ZANU-PF national Youth League has called for urgent investment in beneficiation of tobacco to save the industry from collapsing. The members, who met the Tobacco Industry and Marketing Board executive and toured auction floors yesterday, raised concern over the low prices prevailing this season.

They complained over a price ceiling of $4,99 per kilogramme at the auction floors when prices at the contract floors were going as high as $6,25 per kg.

ZANU-PF Youth League secretary Cde Pupurayi Togarepi complained that buyers were exploiting farmers by offering low prices that were not viable.

“We are not happy because prices are depressed. Here and there the quality is poor but the bulk of the crop is good.

“There should not be a price ceiling under the auction system. The crop should be bought according to the quality regardless of the floors,” he said.

Cde Togarepi said the TIMB was not doing enough to protect farmers from unscrupulous buyers.

“Why are prices going as low as six cents (per kg)? If the quality is so bad, why are buyers taking the crop? TIMB should protect the farmers from buyers and ensure the prices are not discriminatory. We feel farmers are being swindled and it is not fair. Why do we continue to have issues of low prices every season?” he said.

He called for the beneficiation of the crop to add value and increase profits.

“The problem is we are selling our raw tobacco to international buyers. We should add value to raw materials including tobacco. We should have small processing plants in the provinces where we make cigarettes and sell finished products

“If it is possible, Government should suspend tobacco sales and have a stakeholder meeting on what can be done to improve the situation. TIMB is hamstrung and does not have the power. They are just at the mercy of buyers,” he said.

“TIMB chief executive Dr Andrew Matibiri said buyers prefer tobacco from the contract floors which they say is traceable and grown according to the market requirements,” he said.

“We do not put prices on the crop. Prices being offered in Zimbabwe are the second highest in the world after India. In India, the average price is $1 per kg and the farmers produce on small plots. It is only in Zimbabwe where farmers produce large hectares of the crop,” he said.

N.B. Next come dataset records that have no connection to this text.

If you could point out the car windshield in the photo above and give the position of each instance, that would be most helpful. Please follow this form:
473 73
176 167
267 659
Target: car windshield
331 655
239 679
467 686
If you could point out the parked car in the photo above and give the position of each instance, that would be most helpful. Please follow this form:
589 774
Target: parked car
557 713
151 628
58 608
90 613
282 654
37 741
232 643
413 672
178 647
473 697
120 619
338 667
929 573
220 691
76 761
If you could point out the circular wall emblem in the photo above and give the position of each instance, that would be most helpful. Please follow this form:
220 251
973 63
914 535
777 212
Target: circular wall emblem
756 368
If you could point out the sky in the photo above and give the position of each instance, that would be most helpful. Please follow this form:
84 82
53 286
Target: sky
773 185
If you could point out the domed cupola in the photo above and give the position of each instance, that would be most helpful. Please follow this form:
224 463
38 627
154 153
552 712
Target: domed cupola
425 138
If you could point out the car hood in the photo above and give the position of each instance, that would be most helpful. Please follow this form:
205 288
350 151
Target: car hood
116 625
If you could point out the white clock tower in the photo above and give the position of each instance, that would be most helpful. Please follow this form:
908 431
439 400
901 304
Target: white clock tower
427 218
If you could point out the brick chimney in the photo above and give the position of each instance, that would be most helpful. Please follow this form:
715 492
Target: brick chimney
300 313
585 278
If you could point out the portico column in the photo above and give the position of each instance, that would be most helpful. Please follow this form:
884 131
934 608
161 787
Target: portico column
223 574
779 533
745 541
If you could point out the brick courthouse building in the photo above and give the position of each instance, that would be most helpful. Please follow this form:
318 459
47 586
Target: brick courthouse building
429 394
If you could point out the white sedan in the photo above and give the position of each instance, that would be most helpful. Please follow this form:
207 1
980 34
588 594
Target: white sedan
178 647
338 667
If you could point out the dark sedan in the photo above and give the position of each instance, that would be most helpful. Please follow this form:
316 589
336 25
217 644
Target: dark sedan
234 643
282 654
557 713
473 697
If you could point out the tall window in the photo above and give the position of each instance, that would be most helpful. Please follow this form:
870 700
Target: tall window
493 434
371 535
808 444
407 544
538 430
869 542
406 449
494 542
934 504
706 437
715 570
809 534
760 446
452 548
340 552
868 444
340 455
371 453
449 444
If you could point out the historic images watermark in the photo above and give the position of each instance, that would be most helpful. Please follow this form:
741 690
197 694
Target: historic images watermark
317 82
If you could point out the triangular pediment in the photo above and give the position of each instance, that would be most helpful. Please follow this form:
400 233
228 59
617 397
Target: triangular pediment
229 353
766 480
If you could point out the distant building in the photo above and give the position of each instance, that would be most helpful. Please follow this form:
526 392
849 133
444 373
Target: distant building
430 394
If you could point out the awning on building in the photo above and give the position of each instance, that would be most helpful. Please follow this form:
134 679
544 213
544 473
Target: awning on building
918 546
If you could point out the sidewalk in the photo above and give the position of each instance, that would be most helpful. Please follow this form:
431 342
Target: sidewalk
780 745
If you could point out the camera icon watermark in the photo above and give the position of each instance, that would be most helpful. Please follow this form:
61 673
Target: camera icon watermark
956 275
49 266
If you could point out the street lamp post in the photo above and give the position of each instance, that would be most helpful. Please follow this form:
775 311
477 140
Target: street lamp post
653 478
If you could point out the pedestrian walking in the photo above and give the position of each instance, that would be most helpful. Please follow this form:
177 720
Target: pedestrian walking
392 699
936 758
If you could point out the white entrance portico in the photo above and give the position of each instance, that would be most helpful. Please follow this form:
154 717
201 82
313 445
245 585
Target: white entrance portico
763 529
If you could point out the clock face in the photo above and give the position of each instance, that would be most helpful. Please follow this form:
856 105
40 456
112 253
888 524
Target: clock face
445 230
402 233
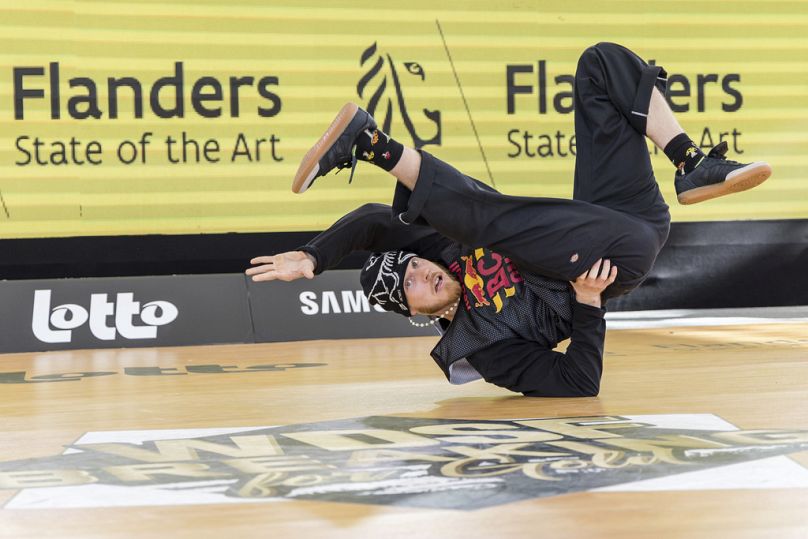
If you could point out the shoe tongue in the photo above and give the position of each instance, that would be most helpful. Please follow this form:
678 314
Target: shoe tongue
719 151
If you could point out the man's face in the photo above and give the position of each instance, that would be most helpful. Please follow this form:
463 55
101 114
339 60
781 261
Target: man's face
429 288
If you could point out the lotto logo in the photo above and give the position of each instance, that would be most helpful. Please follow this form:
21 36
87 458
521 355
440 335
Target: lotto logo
56 324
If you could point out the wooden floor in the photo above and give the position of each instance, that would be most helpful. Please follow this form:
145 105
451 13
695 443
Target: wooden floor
754 377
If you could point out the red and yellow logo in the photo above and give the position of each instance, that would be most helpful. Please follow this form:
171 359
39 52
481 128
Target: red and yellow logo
488 278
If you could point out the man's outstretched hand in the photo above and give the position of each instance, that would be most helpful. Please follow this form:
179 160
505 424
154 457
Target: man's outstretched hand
284 266
590 284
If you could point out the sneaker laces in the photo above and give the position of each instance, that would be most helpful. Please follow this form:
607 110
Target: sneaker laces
720 152
346 164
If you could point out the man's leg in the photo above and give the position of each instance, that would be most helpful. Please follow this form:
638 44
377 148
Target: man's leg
619 100
557 238
407 169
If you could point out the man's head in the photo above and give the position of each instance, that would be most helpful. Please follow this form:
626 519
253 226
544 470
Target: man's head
404 283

Dr Matibiri said there was need for Zimbabwe to have local buyers saying the requirement that a buyer should source funds offshore was affecting most local people who were interested in buying tobacco.

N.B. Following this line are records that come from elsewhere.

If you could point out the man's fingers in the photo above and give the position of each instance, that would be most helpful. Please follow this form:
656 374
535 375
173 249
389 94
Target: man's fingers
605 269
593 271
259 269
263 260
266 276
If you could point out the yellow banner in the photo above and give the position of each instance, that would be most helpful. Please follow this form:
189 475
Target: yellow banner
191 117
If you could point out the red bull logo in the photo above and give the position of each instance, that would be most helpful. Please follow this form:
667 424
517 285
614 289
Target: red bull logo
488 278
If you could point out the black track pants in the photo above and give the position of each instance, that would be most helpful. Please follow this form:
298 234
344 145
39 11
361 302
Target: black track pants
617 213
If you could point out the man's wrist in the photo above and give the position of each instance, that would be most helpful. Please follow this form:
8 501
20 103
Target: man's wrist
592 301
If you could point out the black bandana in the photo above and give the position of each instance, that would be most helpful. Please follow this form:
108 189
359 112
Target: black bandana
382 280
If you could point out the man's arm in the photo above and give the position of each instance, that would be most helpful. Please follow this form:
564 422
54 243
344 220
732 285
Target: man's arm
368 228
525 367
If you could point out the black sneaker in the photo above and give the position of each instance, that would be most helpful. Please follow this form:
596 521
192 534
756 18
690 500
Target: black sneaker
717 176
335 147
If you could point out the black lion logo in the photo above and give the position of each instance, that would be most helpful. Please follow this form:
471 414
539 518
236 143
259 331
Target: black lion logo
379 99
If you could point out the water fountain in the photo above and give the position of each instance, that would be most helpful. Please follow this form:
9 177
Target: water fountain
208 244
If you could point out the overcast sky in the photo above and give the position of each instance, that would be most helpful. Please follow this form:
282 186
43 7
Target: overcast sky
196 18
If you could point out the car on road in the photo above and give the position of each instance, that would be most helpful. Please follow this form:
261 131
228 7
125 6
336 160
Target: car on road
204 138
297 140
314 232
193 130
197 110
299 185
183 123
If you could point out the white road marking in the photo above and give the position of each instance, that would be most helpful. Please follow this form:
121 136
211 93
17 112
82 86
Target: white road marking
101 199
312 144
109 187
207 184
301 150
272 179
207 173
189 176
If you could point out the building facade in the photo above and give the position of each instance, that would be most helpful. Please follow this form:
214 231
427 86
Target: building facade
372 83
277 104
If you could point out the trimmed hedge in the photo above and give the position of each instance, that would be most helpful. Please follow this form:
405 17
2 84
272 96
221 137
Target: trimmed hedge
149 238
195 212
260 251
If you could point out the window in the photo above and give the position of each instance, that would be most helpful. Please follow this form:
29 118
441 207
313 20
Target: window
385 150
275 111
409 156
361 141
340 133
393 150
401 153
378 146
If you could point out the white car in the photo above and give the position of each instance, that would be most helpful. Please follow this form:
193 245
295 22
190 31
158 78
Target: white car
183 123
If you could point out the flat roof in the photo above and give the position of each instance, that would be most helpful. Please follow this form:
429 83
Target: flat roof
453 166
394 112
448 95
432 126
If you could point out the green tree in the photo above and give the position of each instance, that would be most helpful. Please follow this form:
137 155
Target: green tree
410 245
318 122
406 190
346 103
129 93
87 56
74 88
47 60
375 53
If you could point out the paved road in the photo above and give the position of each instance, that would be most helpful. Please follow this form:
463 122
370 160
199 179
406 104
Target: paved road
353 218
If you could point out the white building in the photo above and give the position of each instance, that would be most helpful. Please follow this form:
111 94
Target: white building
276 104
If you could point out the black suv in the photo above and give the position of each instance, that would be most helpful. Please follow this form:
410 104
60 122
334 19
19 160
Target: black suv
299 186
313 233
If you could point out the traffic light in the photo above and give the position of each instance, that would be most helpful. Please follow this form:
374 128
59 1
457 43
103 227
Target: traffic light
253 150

“Local entrepreneurs do not have money to buy tobacco. The factories and processing companies belong to foreigners and there should be funding so that local people can also participate in the tobacco market,” he said.

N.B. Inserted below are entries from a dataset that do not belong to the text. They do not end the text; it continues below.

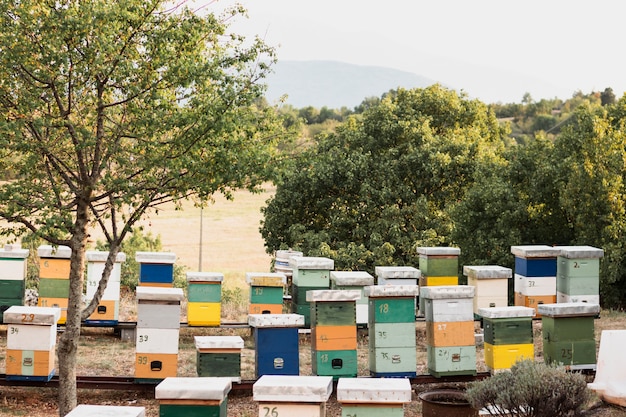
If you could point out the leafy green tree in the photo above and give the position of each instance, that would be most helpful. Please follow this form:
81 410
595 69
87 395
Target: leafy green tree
384 182
109 109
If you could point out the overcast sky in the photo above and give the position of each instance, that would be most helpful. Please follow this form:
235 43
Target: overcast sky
494 50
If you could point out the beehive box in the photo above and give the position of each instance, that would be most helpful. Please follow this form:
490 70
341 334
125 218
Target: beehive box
12 274
85 410
31 342
286 395
354 280
276 347
156 269
397 275
491 283
535 260
204 298
219 356
193 397
373 397
568 334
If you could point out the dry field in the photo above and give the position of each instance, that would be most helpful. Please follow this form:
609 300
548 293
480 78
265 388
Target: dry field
231 245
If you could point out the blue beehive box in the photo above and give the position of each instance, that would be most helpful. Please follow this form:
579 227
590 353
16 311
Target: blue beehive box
276 343
156 268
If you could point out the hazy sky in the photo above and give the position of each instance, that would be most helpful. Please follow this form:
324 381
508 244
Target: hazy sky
494 50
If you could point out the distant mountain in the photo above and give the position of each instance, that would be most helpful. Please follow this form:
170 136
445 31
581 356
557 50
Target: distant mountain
335 84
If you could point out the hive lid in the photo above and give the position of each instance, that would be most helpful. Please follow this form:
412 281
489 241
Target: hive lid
447 292
276 320
351 278
568 309
101 256
580 252
49 251
438 251
14 251
506 312
266 278
292 388
218 342
391 272
332 295
311 262
193 388
85 410
374 291
159 294
205 277
155 257
39 316
487 272
535 251
374 390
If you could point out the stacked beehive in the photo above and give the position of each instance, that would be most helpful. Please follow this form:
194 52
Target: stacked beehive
333 332
450 341
439 266
12 274
193 397
276 348
578 274
508 335
204 298
308 273
373 397
108 309
85 410
31 342
287 395
219 356
156 269
491 283
54 278
158 326
568 334
535 275
354 280
266 292
392 330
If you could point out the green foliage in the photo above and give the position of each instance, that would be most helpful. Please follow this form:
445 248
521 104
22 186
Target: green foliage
531 389
382 184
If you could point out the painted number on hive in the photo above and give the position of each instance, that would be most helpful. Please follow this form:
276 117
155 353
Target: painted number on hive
270 412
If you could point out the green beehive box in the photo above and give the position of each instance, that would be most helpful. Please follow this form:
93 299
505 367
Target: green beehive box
204 293
570 353
392 360
508 331
176 410
54 288
578 267
392 310
578 285
384 335
567 329
336 313
335 363
218 364
266 295
12 289
450 361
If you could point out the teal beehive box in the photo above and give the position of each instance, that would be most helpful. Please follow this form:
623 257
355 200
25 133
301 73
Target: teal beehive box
568 334
193 397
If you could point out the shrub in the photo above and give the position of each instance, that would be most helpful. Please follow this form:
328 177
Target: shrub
531 389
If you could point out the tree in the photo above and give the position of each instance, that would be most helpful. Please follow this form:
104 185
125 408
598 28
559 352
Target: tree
384 182
110 109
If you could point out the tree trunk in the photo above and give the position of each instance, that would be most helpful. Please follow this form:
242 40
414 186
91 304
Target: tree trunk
68 342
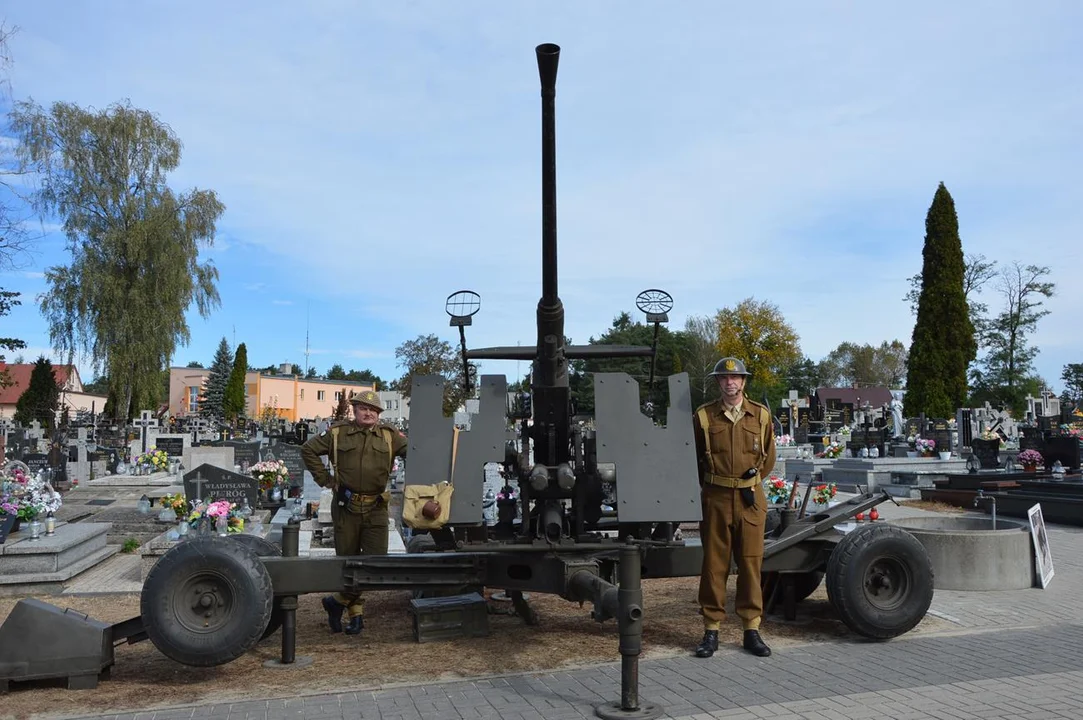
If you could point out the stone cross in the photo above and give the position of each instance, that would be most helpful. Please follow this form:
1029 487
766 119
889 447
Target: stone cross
198 482
145 421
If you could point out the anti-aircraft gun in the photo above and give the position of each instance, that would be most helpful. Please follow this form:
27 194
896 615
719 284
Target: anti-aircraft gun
564 469
209 600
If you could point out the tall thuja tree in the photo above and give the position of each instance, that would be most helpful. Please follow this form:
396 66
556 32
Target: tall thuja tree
221 368
235 388
134 243
943 342
41 397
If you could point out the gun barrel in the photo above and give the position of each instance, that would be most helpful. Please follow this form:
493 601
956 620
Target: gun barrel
548 55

Tobacco grown locally was mostly for the export market since the country had a few smokers compared to other nations.

“The smoking population is small to play a significant part in terms of holding the industry. We need to add value to our tobacco and export it. Countries like Brazil have a population of 250 million and have a huge local market for their crop. India produces 800 million kg of tobacco but the bulk of the crop is internally consumed,” he said.